It was a big hit in the beginning. Visitation to the store was almost a daily vernissage.
Soon after celebrating his graduation, in 1952, Sergio was divided, for a time, between Rio de Janeiro and his work in Curitiba. He had an apartment in the capital of Paraná, and considered the office's location very good. He developed a great friendship with his assistants, architect colleagues, and engineers. He was in charge of the Departments Palace, a 30-floor building. Passionate about the work, he had "wonderful ideas."
Work was going full steam ahead when architects and engineers were called to a meeting. They learned that the money for the works had ran out because of the poor coffee harvest that year, that it was a tragedy, and that the project would not continue. Sergio had a daughter, Ângela, who was born in Rio de Janeiro, and the family spent a lot of money traveling from one city to the other.
However, as he had anticipated that the work might be interrupted, Sergio decided, in the meantime, to open a furniture store, since the movement at the Civic Center attracted a lot of people to work there who could be potential customers. While going back and forth, he had met the Italian designer Carlo Hauner, who had gone to Curitiba to open a branch of a large furniture store there used to be in São Paulo. Sergio had also met decorator Julio Senna, who was creating the ambiance at the Governor's Palace. Contact with the two opened the door for him to create interior equipment and "adjust it properly to the Brazilian reality."
"I went crazy with that. Having a connection with someone from Italy and doing more intensive work was phenomenal." Sergio and Carlo, together with his brother Ernesto Hauner, became partners and stayed at the "furniture boutique," which had the same name as the other one in São Paulo: Móveis Artesanal. The difference was that, in Curitiba, Paraná, it was called Artesanal Paranaense.
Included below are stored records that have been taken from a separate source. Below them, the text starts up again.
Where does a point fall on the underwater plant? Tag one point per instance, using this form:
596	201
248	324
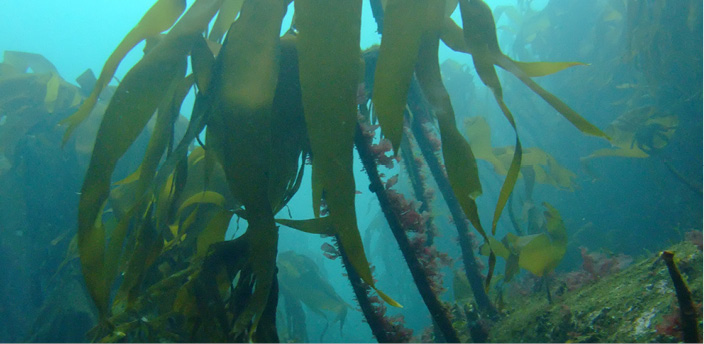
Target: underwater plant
266	103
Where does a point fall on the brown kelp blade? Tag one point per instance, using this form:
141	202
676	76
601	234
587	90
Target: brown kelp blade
480	36
160	17
133	104
329	62
398	52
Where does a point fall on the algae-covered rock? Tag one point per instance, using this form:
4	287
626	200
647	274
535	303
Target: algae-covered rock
637	304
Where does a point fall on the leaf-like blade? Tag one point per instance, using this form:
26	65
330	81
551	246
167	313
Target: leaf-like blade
329	62
404	23
133	104
213	232
159	18
536	69
318	225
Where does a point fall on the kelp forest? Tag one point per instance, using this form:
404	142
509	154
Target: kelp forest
519	172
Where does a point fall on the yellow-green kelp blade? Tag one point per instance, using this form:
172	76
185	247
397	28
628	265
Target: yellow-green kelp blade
452	37
460	163
404	23
227	14
329	62
541	253
318	225
480	36
160	17
133	104
536	69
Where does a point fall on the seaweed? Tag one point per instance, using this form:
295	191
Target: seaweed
266	103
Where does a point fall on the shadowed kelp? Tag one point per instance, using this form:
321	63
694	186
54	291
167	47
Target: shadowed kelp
266	103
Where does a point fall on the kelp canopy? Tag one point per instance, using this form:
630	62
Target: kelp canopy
266	104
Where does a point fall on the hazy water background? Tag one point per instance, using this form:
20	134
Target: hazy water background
632	206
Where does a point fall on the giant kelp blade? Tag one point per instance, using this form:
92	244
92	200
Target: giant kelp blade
576	119
317	225
300	278
541	253
213	232
159	18
404	22
133	104
226	15
329	62
513	170
288	128
23	61
480	36
162	134
202	62
536	69
239	135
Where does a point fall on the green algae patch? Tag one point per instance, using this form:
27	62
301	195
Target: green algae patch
629	306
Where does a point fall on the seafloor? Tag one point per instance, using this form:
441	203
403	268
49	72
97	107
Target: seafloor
637	304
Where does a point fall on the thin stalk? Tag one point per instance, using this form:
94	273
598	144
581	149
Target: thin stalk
361	290
688	313
421	114
438	312
419	187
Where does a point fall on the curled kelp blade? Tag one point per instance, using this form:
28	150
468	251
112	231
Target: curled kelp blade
460	163
405	22
300	278
23	61
480	37
160	17
133	104
452	36
227	14
240	136
329	62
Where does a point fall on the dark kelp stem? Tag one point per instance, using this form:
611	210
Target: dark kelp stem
419	187
688	313
421	115
361	290
438	312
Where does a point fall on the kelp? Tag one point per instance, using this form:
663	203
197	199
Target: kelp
159	18
638	133
328	48
543	166
266	103
144	85
537	253
300	279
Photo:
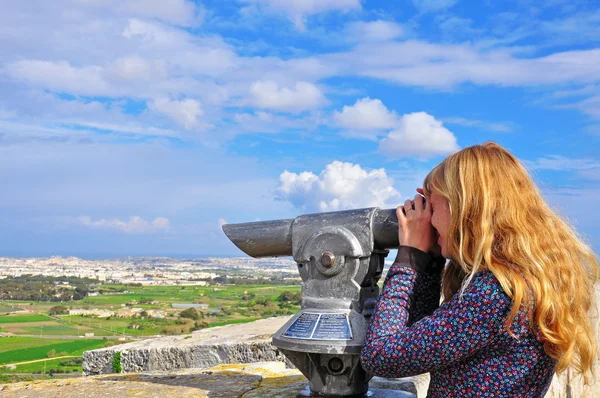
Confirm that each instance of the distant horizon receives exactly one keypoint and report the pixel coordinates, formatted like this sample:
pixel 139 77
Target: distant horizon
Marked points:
pixel 115 256
pixel 198 114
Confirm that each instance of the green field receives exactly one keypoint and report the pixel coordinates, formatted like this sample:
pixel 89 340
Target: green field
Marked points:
pixel 19 343
pixel 228 304
pixel 46 366
pixel 40 351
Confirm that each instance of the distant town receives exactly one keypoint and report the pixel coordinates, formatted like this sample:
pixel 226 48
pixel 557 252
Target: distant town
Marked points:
pixel 154 270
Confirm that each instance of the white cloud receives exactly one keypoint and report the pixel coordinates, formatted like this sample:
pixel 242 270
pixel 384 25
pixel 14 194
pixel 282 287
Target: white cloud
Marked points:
pixel 375 31
pixel 433 5
pixel 135 225
pixel 420 135
pixel 298 10
pixel 340 186
pixel 500 127
pixel 562 163
pixel 268 95
pixel 176 12
pixel 366 114
pixel 137 68
pixel 184 112
pixel 60 76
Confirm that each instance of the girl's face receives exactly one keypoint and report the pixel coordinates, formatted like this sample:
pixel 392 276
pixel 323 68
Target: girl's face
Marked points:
pixel 440 219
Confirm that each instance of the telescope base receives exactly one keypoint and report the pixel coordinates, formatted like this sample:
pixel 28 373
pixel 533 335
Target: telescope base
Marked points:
pixel 372 393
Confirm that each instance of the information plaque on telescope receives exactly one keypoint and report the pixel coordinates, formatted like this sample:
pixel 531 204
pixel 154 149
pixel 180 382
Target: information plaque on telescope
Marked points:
pixel 320 326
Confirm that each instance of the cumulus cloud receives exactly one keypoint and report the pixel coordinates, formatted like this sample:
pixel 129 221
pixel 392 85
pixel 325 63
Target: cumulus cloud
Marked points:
pixel 340 186
pixel 184 112
pixel 375 31
pixel 137 68
pixel 298 10
pixel 135 225
pixel 60 76
pixel 421 135
pixel 366 114
pixel 500 127
pixel 303 96
pixel 433 5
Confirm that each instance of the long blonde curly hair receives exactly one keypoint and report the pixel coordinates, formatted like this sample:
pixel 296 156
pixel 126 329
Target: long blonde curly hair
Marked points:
pixel 500 222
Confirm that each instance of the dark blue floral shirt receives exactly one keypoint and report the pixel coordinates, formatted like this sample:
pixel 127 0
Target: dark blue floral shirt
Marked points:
pixel 463 343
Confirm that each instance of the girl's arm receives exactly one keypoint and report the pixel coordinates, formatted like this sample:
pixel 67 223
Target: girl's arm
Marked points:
pixel 456 330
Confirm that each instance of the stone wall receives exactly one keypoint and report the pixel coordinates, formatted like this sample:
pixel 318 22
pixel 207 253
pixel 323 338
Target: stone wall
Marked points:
pixel 233 344
pixel 251 342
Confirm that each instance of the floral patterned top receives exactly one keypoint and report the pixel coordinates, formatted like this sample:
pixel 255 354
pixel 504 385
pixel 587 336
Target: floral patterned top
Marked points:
pixel 463 343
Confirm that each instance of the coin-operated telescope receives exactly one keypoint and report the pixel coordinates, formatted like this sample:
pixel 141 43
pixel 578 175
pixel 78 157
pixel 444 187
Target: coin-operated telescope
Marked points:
pixel 340 257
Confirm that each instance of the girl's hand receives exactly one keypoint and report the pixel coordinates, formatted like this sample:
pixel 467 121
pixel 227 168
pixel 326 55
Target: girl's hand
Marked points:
pixel 414 225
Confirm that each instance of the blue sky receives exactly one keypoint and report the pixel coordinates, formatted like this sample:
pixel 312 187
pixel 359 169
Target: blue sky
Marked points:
pixel 140 127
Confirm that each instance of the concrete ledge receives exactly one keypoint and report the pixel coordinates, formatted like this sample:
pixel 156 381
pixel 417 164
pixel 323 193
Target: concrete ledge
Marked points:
pixel 240 343
pixel 259 380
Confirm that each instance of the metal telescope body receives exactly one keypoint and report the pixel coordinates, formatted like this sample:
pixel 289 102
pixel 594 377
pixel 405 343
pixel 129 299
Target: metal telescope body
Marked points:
pixel 340 257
To open the store with his partners, Sergio asked for help from his grandmother Stella, who had sold the little castle and could afford her grandson's shop.
In Icatu's book about Sergio Rodrigues, André Seffrin describes life in Curitiba at the time the designer opened his store: "The Curitiba of the early 1950s, from the intellectual viewpoint, was that of Dalton Trevisan winning over his first Brazilian readers [...]. It was the Curitiba of Glauco Flores de Sá Brito, a poet, playwright, and television man; of Poty Lazzarotto and of Guido Viaro, in the graphic arts and painting; of Themistocles Linhares and Wilson Martins, the voices of a new criticism and of a new view on history [...]. Eating chicken stew at the Santa Felicidade restaurants, slicing pine nuts in winter, temperatures below freezing." During this period, Sergio bought his first car, a German VW Beetle, which he later took to São Paulo.